I decided that I needed a change of pace. I’m one of those people who constantly need to be making something, but I sometimes lose sight of the joy of making something purely for my own amusement.

One of the things I like to do best when I need some down time is to do embroidery work. It’s like really slow motion drawing, where each stitch is slo-mo stippling, hatching or cross hatching, depending on the kind of embroidery you do.

I started doing stitch work as a little kid. We’d get kits at the hardware store’s variety shop upstairs, or little bits of aida cloth, and I played around with making small pre-designed stuff. I would sometimes get a little bolder and try doing my own patterns, but when I was younger I didn’t have that kind of mind. But I have a lot of fond memories of grabbing my fabric during recess and curling up somewhere (I liked the tire pile) and making either a cross stitch thing or a potholder on my loopin’ loom. Let’s just say I was never into team sports.

I tried knitting when I was in the 5th grade, but could not get the hang of it. It was too math-y. No pictures. I found it immensely boring. My mother’s a master knitter, and my sister picked it up quickly, but I just couldn’t do it very well. Add to it that I’m left-handed and right brained, and it just didn’t click. But embroidery is fun for me. I like drawing and painting, essentially, with thread.

In the past few years, especially with the advent of Etsy and handicrafts in general, cross stitch has gained popularity again. I see a lot of subversive cross stitching going on out there. I’ve got some mixed emotions about it. If it’s done well, it works! But the novelty of seeing something vulgar elegantly stitched on oatmeal aida cloth only works once for me; it feels gimmicky.  A lot of people out there don’t really get into it; they’ll write out a quote in block letters or do a simple design that doesn’t even fill in the cloth holes very well. It drives me bananas. But more power to them. I am being a total snotbucket.

So because I have a competitive streak and because this idea was fueled by insomnia, I decided that I wanted to cross stitch photographic portraits of people I like….in black and white monochrome. But I didn’t want them to look simple; I wanted them to look like actual photographs, just densely stitched.

Who to sew, though? It would have to be someone I wouldn’t mind spending hours at a time with, intensely focusing on each pixel of each shadow.

So in the end, I decided it would be fun to do a portrait of one of my favorite actors, the brilliant Leslie Howard, from a pattern gotten from an Etsy seller.

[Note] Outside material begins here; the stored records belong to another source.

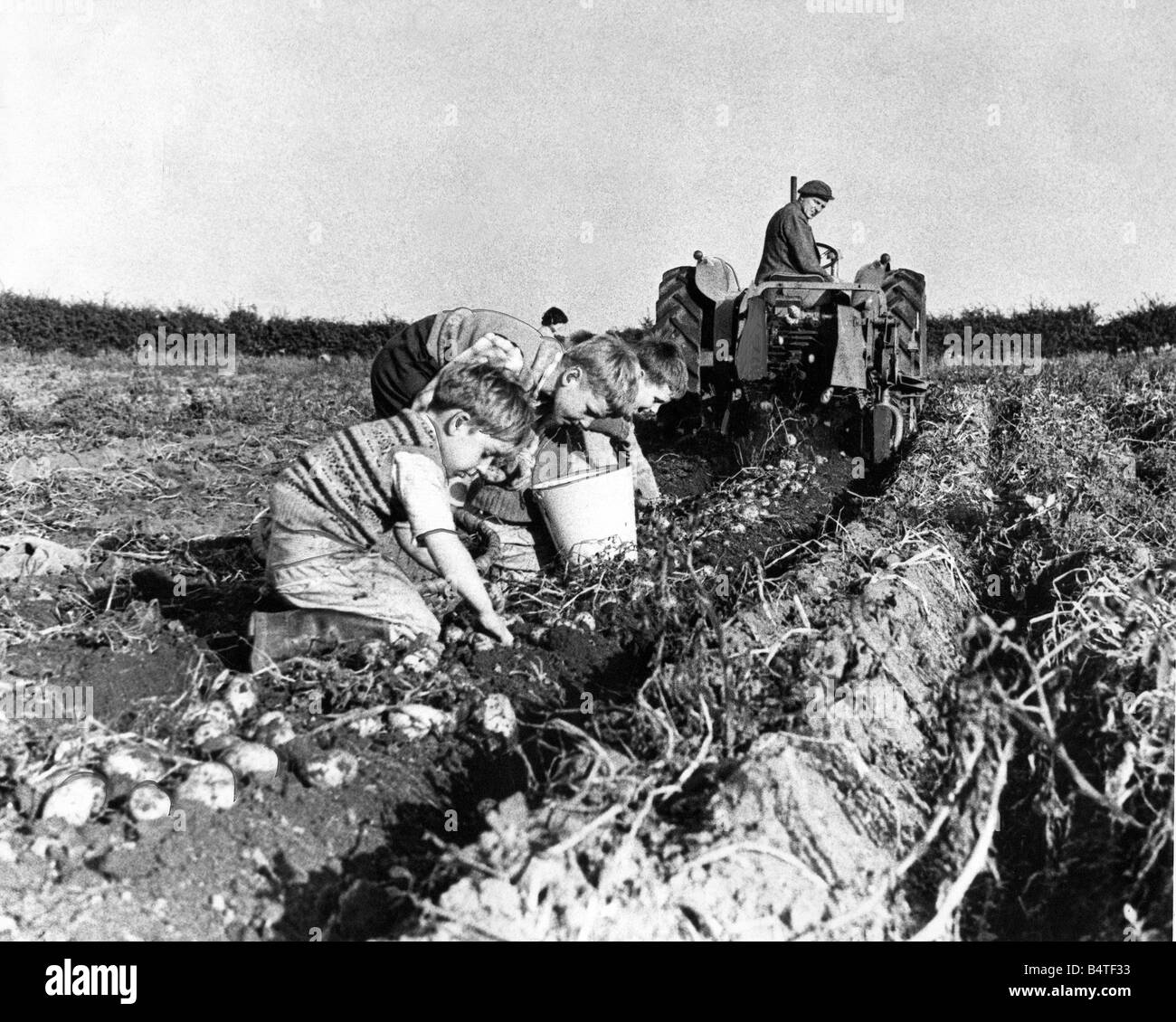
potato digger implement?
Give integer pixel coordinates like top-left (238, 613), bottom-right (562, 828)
top-left (658, 189), bottom-right (928, 466)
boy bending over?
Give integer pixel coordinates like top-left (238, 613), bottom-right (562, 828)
top-left (251, 363), bottom-right (534, 669)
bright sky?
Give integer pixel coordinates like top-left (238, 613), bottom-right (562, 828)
top-left (0, 0), bottom-right (1176, 328)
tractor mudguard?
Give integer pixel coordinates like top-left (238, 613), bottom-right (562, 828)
top-left (830, 305), bottom-right (866, 391)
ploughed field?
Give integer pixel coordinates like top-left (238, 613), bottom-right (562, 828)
top-left (0, 353), bottom-right (1176, 940)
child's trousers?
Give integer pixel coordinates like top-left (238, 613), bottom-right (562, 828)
top-left (266, 525), bottom-right (441, 639)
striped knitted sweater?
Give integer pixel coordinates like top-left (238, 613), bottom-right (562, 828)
top-left (270, 411), bottom-right (451, 555)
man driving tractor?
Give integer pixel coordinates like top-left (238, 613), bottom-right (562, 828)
top-left (755, 177), bottom-right (832, 283)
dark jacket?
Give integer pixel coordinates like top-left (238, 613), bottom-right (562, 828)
top-left (755, 200), bottom-right (827, 283)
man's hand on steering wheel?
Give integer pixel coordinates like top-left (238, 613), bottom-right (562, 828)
top-left (812, 241), bottom-right (841, 279)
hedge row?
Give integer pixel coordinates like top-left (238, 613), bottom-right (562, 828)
top-left (0, 291), bottom-right (1176, 359)
top-left (0, 291), bottom-right (404, 356)
top-left (926, 298), bottom-right (1176, 357)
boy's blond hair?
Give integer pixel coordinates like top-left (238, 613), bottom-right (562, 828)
top-left (560, 334), bottom-right (641, 415)
top-left (430, 363), bottom-right (536, 447)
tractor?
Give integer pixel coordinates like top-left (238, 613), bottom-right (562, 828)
top-left (658, 177), bottom-right (928, 466)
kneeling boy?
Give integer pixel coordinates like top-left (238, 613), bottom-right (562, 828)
top-left (251, 364), bottom-right (534, 670)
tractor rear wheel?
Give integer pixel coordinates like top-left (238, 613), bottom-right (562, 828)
top-left (882, 270), bottom-right (926, 436)
top-left (658, 266), bottom-right (702, 394)
top-left (882, 270), bottom-right (926, 376)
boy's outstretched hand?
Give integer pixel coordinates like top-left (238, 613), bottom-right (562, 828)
top-left (478, 610), bottom-right (514, 646)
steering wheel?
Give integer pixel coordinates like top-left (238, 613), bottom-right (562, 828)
top-left (812, 241), bottom-right (841, 277)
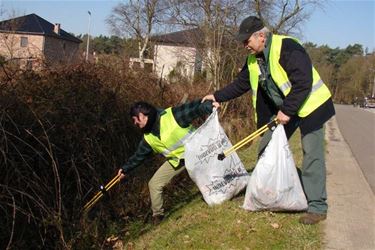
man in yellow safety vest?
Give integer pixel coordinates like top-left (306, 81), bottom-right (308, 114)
top-left (203, 16), bottom-right (335, 224)
top-left (118, 100), bottom-right (218, 225)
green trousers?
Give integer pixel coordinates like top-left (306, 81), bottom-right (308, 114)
top-left (148, 161), bottom-right (185, 216)
top-left (258, 124), bottom-right (328, 214)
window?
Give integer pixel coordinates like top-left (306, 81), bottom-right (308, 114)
top-left (21, 36), bottom-right (28, 47)
top-left (25, 59), bottom-right (33, 70)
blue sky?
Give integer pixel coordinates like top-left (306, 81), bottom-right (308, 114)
top-left (0, 0), bottom-right (375, 51)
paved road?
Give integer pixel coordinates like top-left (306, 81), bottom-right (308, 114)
top-left (322, 114), bottom-right (375, 250)
top-left (335, 105), bottom-right (375, 193)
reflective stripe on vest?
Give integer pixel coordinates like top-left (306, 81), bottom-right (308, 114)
top-left (247, 35), bottom-right (331, 117)
top-left (144, 108), bottom-right (193, 168)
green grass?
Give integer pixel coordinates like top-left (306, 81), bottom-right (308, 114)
top-left (122, 130), bottom-right (321, 249)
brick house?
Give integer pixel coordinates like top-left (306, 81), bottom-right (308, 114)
top-left (0, 14), bottom-right (82, 70)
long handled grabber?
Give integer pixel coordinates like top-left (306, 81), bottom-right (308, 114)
top-left (83, 175), bottom-right (120, 213)
top-left (217, 118), bottom-right (278, 161)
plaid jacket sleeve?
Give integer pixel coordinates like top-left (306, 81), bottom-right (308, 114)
top-left (121, 139), bottom-right (153, 173)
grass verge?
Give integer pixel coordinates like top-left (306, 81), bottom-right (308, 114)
top-left (122, 132), bottom-right (321, 249)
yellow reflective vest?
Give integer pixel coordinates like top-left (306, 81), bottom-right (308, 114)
top-left (247, 35), bottom-right (331, 118)
top-left (144, 108), bottom-right (193, 168)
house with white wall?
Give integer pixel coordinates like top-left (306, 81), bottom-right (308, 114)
top-left (151, 28), bottom-right (204, 79)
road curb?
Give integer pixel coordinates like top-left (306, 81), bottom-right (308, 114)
top-left (322, 117), bottom-right (375, 250)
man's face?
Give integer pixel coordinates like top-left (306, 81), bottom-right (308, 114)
top-left (243, 32), bottom-right (266, 55)
top-left (132, 113), bottom-right (148, 128)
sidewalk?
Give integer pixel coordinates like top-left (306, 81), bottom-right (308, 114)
top-left (322, 117), bottom-right (375, 250)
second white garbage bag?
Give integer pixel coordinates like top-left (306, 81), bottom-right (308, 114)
top-left (243, 125), bottom-right (307, 211)
top-left (185, 110), bottom-right (249, 205)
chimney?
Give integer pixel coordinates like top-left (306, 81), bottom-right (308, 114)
top-left (53, 23), bottom-right (60, 35)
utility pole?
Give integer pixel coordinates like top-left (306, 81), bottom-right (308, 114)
top-left (86, 11), bottom-right (91, 62)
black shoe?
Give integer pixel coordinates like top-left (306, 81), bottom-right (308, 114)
top-left (152, 215), bottom-right (164, 226)
top-left (299, 213), bottom-right (327, 225)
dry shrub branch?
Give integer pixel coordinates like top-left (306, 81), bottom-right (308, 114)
top-left (0, 61), bottom-right (251, 249)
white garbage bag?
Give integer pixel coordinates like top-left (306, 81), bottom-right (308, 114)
top-left (185, 110), bottom-right (249, 205)
top-left (243, 125), bottom-right (307, 211)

The idea of doing an overly elaborate photographic portrait in cross stitch, especially one of Leslie Howard, is completely absurd. I know hardly anyone knows who he was anymore. But I love the idea and it makes me laugh the entire time I work on it. I don’t know of anyone else who has lovingly crafted a highly detailed embroidery work of Leslie Howard. But why not? He was a great actor, he was a hero in real life, and the man was gorgeous. Doing this project is a lot of fun. So much, in fact, that I have a smile on my face as I work on it; something I haven’t felt my face do in months. I think about an interview I heard with David Lynch talking about the end result of a project simply being the fruit; but the process is the important step; the best part. “Water the root; enjoy the fruit.”

There’s no feeling of “I just want to get this over with” when I do a project like this. It’s almost a form of meditation. Nothing but intense focus on one-inch square patches. Everything else slips away, for better or worse, and it’s just me, the needle and thread, and the fabric coming together to make a picture. I love that.

So Leslie it is. This is about 20 hours’ worth of work. When I’m finished, it’ll contain nearly 3000 stitches. How about that?